Lucene 4 Finite State Automata In 10 Minutes (Intro & Tutorial) by Doug Turnbull.
From the post:
This article is intended to help you bootstrap your ability to work with Finite State Automata (note automata == plural of automaton). Automata are a unique data structure, requiring a bit of theory to process and understand. Hopefully what’s below can give you a foundation for playing with these fun and useful Lucene data structures!
Motivation, Why Automata?
When working in search, a big part of the job is making sense of loosely-structured text. For example, suppose we have a list of about 1000 valid first names and 100,000 last names. Before ingesting data into a search application, we need to extract first and last names from free-form text.
Unfortunately the data sometimes has full names in the format “LastName, FirstName” like “Turnbull, Doug”. In other places, however, full names are listed “FirstName LastName” like “Doug Turnbull”. Add a few extra representations, and to make sense out of what strings represent valid names becomes a chore.
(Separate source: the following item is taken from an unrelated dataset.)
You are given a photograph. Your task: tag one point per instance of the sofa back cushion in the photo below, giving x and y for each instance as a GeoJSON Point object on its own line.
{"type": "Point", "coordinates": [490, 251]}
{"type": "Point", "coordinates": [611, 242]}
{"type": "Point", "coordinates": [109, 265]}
This becomes especially troublesome when we’re depending on these as natural identifiers for looking up or joining across multiple data sets. Each data set might textually represent the natural identifier in subtly different ways. We want to capture the representations across multiple data sets to ensure our join works properly.
So… Whats a text jockey to do when faced with such annoying inconsistencies?
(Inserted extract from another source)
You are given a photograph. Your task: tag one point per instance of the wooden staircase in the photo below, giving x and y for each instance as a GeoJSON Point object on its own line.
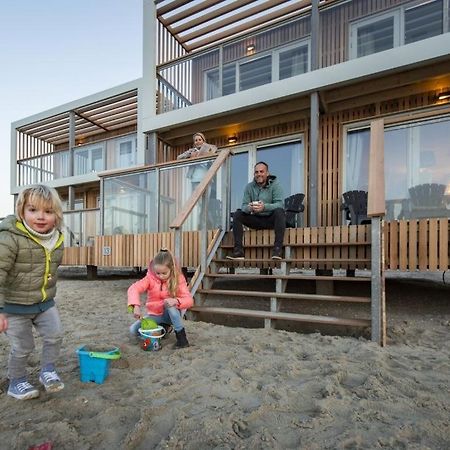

You might initially think “regular expression”. Sadly, a normal regular expression can’t help in this case. Just trying to write a regular expression that allows a controlled vocabulary of 100k valid last names but nothing else is non-trivial. Not to mention the task of actually using such a regular expression.
But there is one tool that looks promising for solving this problem. Lucene 4.0′s new Automaton API. Lets explore what this API has to offer by first reminding ourselves about a bit of CS theory.
Are you motivated?
I am!
See John Berryman’s comment about matching patterns of words.
Then think about finding topics, associations and occurrences in free form data.
Or creating a collection of automata as a tool set for building topic maps.